"An unlimited power to tax involves, necessarily, a power to destroy; because there is a limit beyond which no institution and no property can bear taxation." ~ John Marshall
STR's Fifth--The First of Many
Exclusive to STR
On IMDb.com, the movie "V for Vendetta" has an average viewer rating of 8.2 out of a possible 10, based on 55,397 votes. With V now available on DVD, more people will see it and a rating increase will likely follow, making it one of the most popular movies of all time among IMDb voters. The local Blockbuster where I tried to buy a copy was sold out, their stock having been cleared in the first two days. And this is with a nearby Wal-Mart selling it at a reduced price, a standard practice for new releases.
V is based on the premise that the state is a threat to our well-being, that we need to accept that fact and summon the courage to fight it relentlessly. We won't see many movies like V for the obvious reason that most people don't question the state's tacit claim to legitimacy. On the contrary, many people apparently accept a government of unlimited dimensions as long as it claims to be a 'democracy' and perpetually distracts them with bread and circuses.
It's easy to see why the editor of STR might identify with the lead character of the film because neither give an inch on the matter of the State. Can you see V accepting a minimal state as an alternative to the Orwellian monster in the movie? I can't. And if you're a regular visitor to Strike The Root or one of its Root Strikers, you know that its editor doesn't either.
It could be argued that V the hero implicitly accepted some amount of legal coercion because of his line, 'People should not fear their government. Governments should fear their people.' But in the full context of the film, it doesn't stand. V set plans for blowing up government buildings and articulated a thoughtful rationale for doing so. At no point was he wistful for a kinder, gentler government of reduced size that would relieve him of radicalism.
Neither does STR's editor pine for the good old days when government was still under wraps of a constitution, as some libertarian sites do.
Five years ago I was heartened by the story behind the writing of the Star Spangled Banner in 1814 and decided to compose an article about it. Indeed, it was inspiring to know that after 25 hours of bombarding Fort McHenry in Baltimore, the British Navy hadn't 'silenced' it as planned ' i.e., the fort hadn't surrendered ' nor had they completely destroyed its flag. Further, Major George Armistead, the commander of McHenry, had the brilliant audacity to lower the tattered flag during a break in the assault and send up a new one in its place, one so big the British had no trouble seeing it from a distance. How perfect, I thought ' firing back with defiance rather than cannon shot.

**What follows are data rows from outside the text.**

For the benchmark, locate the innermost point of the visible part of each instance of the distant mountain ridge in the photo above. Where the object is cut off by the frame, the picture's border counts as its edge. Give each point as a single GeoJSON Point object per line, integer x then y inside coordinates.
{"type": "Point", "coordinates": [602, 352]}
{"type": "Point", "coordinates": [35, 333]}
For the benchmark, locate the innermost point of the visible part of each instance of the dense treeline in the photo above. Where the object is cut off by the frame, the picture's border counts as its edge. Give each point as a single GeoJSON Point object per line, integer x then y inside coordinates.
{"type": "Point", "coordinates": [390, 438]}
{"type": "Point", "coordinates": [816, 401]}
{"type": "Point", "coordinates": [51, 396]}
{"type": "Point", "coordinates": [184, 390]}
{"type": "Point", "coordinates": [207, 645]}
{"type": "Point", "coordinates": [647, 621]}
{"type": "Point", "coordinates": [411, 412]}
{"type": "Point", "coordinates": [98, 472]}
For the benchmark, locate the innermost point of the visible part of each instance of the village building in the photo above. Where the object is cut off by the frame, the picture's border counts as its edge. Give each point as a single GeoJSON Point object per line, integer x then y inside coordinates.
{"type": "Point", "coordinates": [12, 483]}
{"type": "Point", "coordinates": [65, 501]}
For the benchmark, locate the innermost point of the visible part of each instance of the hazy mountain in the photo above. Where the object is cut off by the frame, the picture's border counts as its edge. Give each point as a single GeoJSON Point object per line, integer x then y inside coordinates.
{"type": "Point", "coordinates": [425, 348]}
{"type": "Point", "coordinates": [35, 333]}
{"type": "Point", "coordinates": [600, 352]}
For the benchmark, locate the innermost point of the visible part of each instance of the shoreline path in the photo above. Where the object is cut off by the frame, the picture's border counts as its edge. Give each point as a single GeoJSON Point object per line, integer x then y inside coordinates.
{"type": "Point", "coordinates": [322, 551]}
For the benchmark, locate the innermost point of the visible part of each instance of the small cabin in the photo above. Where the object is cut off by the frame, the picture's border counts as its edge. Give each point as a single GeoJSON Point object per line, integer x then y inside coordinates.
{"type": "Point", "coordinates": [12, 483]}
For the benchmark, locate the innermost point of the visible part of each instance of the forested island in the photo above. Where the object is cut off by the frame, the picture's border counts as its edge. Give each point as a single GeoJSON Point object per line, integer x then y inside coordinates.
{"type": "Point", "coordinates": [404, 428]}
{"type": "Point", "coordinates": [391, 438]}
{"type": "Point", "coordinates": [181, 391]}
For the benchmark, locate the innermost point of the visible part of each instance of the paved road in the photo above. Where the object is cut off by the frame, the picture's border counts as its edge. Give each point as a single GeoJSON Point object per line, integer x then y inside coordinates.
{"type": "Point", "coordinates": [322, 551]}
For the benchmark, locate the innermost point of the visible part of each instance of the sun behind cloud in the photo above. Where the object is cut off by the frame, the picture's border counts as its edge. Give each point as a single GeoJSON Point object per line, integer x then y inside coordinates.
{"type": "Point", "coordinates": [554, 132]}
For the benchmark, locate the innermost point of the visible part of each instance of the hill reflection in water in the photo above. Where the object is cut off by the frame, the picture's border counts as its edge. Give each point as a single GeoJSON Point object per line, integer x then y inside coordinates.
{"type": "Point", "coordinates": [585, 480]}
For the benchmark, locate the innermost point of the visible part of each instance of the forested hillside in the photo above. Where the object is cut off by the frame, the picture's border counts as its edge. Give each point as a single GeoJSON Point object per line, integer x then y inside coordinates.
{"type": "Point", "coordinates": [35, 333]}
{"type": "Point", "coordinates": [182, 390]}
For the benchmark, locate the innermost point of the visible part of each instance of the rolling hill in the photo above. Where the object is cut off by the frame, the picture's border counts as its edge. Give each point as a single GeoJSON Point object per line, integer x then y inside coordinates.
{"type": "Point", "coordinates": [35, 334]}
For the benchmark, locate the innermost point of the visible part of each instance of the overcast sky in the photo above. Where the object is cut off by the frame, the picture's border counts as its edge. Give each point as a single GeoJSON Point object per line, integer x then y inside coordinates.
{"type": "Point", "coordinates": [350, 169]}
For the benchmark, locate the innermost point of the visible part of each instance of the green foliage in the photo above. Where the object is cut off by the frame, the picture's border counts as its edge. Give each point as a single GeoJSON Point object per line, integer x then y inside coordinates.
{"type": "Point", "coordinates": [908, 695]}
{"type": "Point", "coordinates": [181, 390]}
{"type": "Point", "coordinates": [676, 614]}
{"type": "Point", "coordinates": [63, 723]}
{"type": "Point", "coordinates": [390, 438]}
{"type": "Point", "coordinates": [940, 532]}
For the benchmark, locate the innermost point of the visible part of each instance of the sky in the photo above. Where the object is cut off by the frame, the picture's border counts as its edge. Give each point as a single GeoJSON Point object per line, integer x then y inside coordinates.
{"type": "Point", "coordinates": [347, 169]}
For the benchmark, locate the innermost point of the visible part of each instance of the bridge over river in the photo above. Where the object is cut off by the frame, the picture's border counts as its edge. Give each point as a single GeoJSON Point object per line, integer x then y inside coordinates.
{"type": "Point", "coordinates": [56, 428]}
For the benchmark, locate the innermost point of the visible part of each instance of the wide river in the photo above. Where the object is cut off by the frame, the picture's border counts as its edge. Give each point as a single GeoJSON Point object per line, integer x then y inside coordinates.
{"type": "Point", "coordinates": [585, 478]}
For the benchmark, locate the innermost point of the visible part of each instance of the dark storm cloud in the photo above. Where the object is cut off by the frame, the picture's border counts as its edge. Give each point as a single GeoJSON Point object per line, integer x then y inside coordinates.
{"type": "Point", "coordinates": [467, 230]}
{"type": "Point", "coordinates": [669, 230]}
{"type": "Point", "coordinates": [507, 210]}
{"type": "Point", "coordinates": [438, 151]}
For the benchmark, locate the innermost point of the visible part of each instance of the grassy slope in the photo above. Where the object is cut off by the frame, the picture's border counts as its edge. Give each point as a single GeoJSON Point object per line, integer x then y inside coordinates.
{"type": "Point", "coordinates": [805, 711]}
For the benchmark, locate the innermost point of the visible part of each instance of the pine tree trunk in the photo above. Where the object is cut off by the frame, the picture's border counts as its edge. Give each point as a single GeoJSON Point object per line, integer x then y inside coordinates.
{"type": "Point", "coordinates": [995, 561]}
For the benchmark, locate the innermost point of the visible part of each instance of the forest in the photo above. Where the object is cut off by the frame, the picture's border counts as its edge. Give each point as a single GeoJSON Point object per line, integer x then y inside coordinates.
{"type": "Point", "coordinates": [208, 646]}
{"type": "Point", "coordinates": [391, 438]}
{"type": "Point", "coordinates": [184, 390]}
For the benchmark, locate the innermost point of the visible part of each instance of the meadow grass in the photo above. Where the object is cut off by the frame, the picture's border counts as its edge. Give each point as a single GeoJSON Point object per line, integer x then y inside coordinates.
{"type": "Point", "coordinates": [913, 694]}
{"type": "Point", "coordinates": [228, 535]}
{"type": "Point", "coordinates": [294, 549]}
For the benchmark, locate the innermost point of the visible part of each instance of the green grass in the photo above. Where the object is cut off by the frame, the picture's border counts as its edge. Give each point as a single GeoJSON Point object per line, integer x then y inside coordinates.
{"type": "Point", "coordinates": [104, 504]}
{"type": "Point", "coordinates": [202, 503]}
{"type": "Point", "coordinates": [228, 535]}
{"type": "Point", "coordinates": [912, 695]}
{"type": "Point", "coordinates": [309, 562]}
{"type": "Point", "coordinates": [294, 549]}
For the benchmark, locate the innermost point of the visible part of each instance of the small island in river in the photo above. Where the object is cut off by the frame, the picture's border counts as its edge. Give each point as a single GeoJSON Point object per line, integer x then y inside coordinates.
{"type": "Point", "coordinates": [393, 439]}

As an isolated incident of brave soldiers refusing to surrender under heavy fire, then sending what was effectively an obscene gesture in return, the defense of McHenry is inspirational. It was the rest of my article that went awry, arguing that the Star Spangled Banner was more suitable as a national anthem than "God Bless America." At the time, I held fast to the conviction we needed government for defense purposes, and the Star Spangled Banner captured that idea. I was surprised STR's editor would kill a column that was so mildly statist.
But it was out of such mild statism that the monster of today grew and continues to grow, waving its flag in the name of freedom with every bomb it drops, every tax it collects, and the unfathomable debt it piles on the backs of our children and grandchildren.
Strike The Root's editor has insisted that STR expose the state for what it is, a criminal organization posing as our savior. We don't need to trim it, we need to eliminate it. I think if V were real, he'd be a regular reader of and contributor to STR. And given the popularity of the movie, we have reason to hope STR will gather even more supporters in the months and years ahead.